17. Ceza Dairesi 2019/10020 E. , 2020/721 K.
"İçtihat Metni"MAHKEMESİ :Asliye Ceza Mahkemesi
SUÇLAR : Hırsızlık, mala zarar verme
HÜKÜMLER : Mahkumiyet
Yerel mahkemece sanıklar hakkında hırsızlık ve mala zarar verme suçlarından verilen hükümler temyiz edilmekle, başvuruların süreleri ve kararların nitelikleri ile suçların tarihine göre dosya görüşüldü:
1-Sanıklar hakkında mala zarar verme suçundan verilen hükümlerin yapılan incelemesinde;
Mala zarar verme suçundan doğrudan hükmolunan adli para cezaların miktarları ve türlerine göre; 14.04.2011 tarihinde yürürlüğe giren 6217 sayılı Yasa"nın 26. maddesi ile 5320 sayılı Ceza Muhakemesi Kanununun Yürürlük ve Uygulama Şekli Hakkındaki Kanuna eklenen geçici 2. maddesi gereğince doğrudan hükmolunan 3.000,00 TL dahil adli para cezasına mahkumiyet hükümlerinin temyizi mümkün olmadığından, sanıklar ..., ...’in temyiz istemlerinin 1412 sayılı CMUK"nın 317. maddesi uyarınca REDDİNE,
2-Sanıklar hakkında hırsızlık suçundan verilen hükümlerin incelemesinde;
UYAP kayıtlarına göre, suç tarihinde güneşin doğuş saatinin 07.11 olduğu, saat 06.11’e kadarki zaman diliminin gece olarak kabul edilmesi gerektiği, olayı gören tanık anlatımına göre sanıkların saat 05.20 sıralarında olay yerinde görüldüğü ve saat 05.40 sıralarında devriye görevi yapan polis ekiplerine hırsızlık anonsu üzerine sanıkların yakalanması karşısında; hırsızlık suçunun gece vakti işlendiğinin kabulü gerekirken, 5237 sayılı TCK"nun 143. maddesi gereğince artırım yapılmayarak eksik cezaya hükmedilmesi, aleyhe temyiz olmadığından, bozma sebebi yapılmamıştır.
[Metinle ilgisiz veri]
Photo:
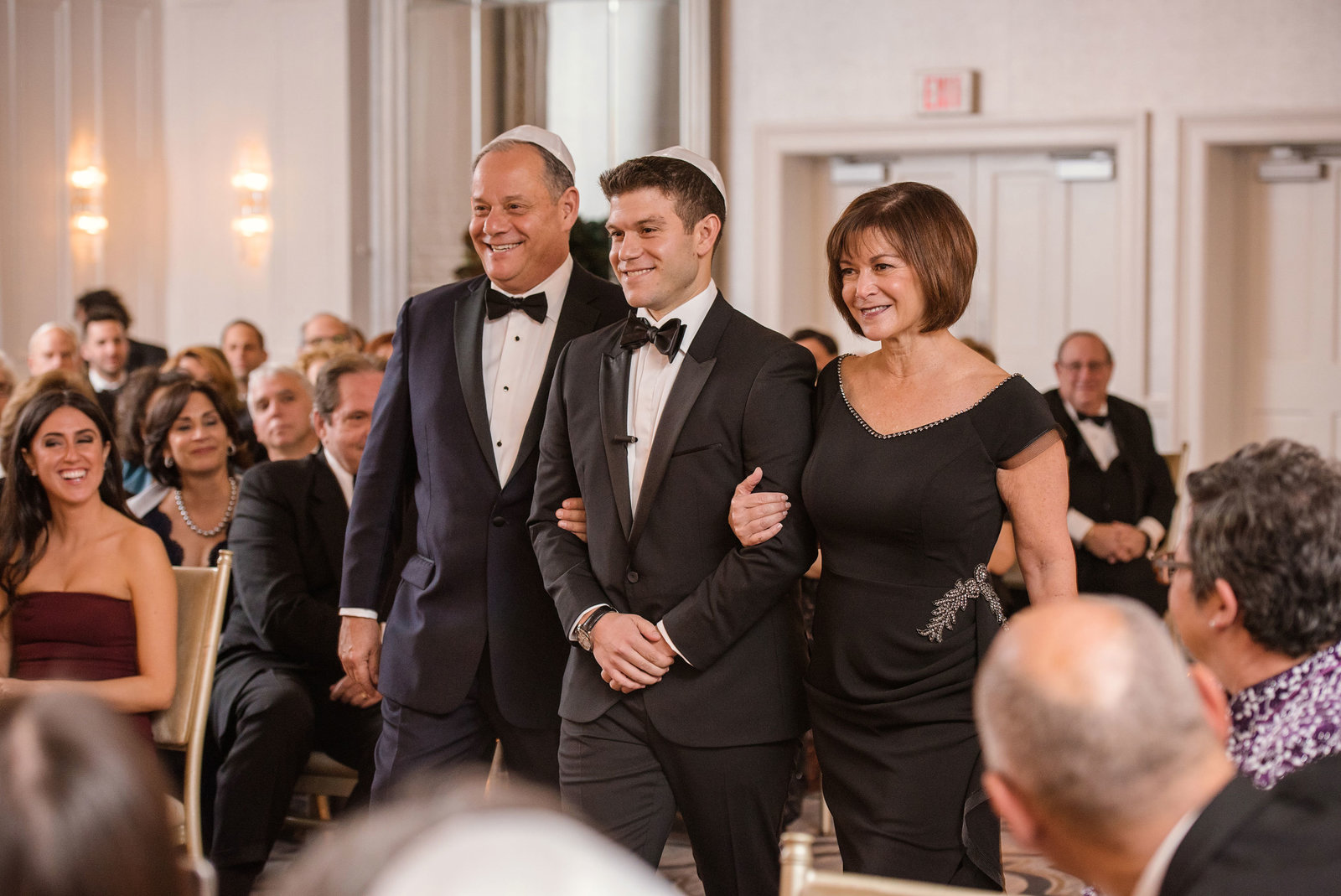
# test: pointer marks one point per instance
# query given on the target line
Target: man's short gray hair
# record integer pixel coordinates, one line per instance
(272, 370)
(1096, 726)
(557, 174)
(1267, 521)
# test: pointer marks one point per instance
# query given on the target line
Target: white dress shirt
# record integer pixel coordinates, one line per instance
(513, 357)
(1103, 444)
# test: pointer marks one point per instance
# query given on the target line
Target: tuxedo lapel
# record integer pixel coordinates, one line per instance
(577, 319)
(695, 368)
(614, 396)
(469, 329)
(329, 513)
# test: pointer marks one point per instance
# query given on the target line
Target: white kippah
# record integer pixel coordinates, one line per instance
(546, 140)
(702, 163)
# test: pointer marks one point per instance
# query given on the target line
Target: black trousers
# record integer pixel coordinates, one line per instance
(628, 778)
(265, 737)
(416, 742)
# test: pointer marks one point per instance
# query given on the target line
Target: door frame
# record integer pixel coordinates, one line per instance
(788, 156)
(1206, 144)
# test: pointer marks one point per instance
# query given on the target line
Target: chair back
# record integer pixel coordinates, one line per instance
(201, 593)
(800, 878)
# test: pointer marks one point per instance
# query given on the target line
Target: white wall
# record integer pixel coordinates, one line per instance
(268, 80)
(795, 60)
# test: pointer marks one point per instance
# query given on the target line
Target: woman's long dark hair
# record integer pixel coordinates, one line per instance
(24, 507)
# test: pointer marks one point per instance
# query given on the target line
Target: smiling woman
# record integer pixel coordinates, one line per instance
(89, 601)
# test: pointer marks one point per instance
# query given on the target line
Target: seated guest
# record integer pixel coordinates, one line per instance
(1108, 757)
(84, 804)
(281, 404)
(326, 332)
(279, 691)
(245, 346)
(105, 350)
(141, 355)
(133, 401)
(194, 451)
(53, 348)
(1256, 594)
(89, 600)
(1121, 495)
(820, 345)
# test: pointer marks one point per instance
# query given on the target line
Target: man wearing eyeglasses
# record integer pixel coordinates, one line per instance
(1121, 493)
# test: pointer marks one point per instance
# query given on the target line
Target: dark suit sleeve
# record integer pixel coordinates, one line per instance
(386, 466)
(272, 588)
(748, 581)
(565, 563)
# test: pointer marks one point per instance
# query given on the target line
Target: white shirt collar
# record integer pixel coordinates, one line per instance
(1152, 878)
(554, 287)
(102, 384)
(691, 314)
(342, 476)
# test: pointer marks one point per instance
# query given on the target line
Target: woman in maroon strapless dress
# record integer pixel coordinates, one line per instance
(87, 598)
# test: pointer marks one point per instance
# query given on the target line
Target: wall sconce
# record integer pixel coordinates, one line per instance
(86, 200)
(252, 203)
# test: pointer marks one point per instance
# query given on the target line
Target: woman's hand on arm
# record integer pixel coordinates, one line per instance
(1036, 494)
(755, 518)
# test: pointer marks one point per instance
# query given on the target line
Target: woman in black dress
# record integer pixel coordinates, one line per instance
(920, 448)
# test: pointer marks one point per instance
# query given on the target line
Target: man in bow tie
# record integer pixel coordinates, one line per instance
(1121, 493)
(473, 650)
(683, 687)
Dosya ve duruşma tutanakları içeriğine, toplanıp karar yerinde incelenerek tartışılan hukuken geçerli ve elverişli kanıtlara, gerekçeye ve hakimin takdirine göre; suçun sanıklar tarafından işlendiğini kabulde usul ve yasaya aykırılık bulunmadığından diğer temyiz nedenleri yerinde görülmemiştir.
Ancak;
1-T.C. Anayasa Mahkemesinin, 5237 sayılı TCK"nun 53. maddesine ilişkin olan, 2014/140 Esas ve 2015/85 Karar sayılı iptal kararının, 24.11.2015 gün ve 29542 sayılı Resmi Gazete"de yayımlanmış olması nedeniyle iptal kararı doğrultusunda 5237 sayılı TCK"nun 53. maddesindeki hak yoksunluklarının yeniden değerlendirilmesinde zorunluluk bulunması,
2-5271 sayılı CMK"nun 324. maddesinin 2. ve 3. fıkralarında yargılama giderlerinin neleri kapsayacağının, kimin tarafından belirleneceğinin, kime ve nasıl yükletileceğinin düzenlendiği, buna göre iştirak halinde her bir sanığın sebebiyet verdiği yargılama giderlerinin ayrı ayrı, ortak yargılama giderlerinden ise paylarına düşen oranın belirlenerek karar verilmesi gerekirken 45,00 TL miktarındaki yargılama giderleri ile ilgili infazda tereddüde yol açacak şekilde sanıklardan eşit olarak tahsiline hükmedilmesi suretiyle 5271 sayılı CMK"nun 326/2. maddesine aykırı davranılması,
Bozmayı gerektirmiş, sanıklar ..., ...’in temyiz nedenleri bu itibarla yerinde görülmüş olduğundan, hükümlerin açıklanan nedenlerle tebliğnameye aykırı olarak BOZULMASINA, bozma nedenleri yeniden yargılama yapılmasını gerektirmediğinden, 5320 sayılı Yasa"nın 8/1. maddesi aracılığıyla CMUK’nun 322. maddesinin verdiği yetkiye dayanılarak; hükümlerden 5237 sayılı TCK"nun 53. maddesinin uygulanmasına yönelik tüm kısımların çıkartılıp yerlerine ""5237 sayılı TCK"nun 53. maddesinin T.C. Anayasa Mahkemesinin 2014/140 Esas ve 2015/85 Karar sayılı iptal kararı da gözetilmek suretiyle uygulanması" ve yine hükümlerden yargılama giderlerine ilişkin kısımlar çıkartılarak yerlerine “Her bir sanığın sebebiyet verdikleri yargılama giderlerinden ayrı ayrı, ortak yargılama giderlerinden ise eşit olarak sorumlu tutulmalarına, her bir sanık için düşen payın 6183 sayılı Amme Alacaklarının Tahsil Usulü Hakkında Kanun"un 106. maddesindeki terkin edilmesi gereken tutar olan 20,00 TL"den az olduğu takdirde Devlet Hazinesi üzerinde bırakılmasına” cümlelerinin eklenmesi suretiyle, eleştiri dışında sair yönleri usul ve yasaya uygun bulunan hükümlerin DÜZELTİLEREK ONANMASINA, 15.01.2020 tarihinde oy birliğiyle karar verildi.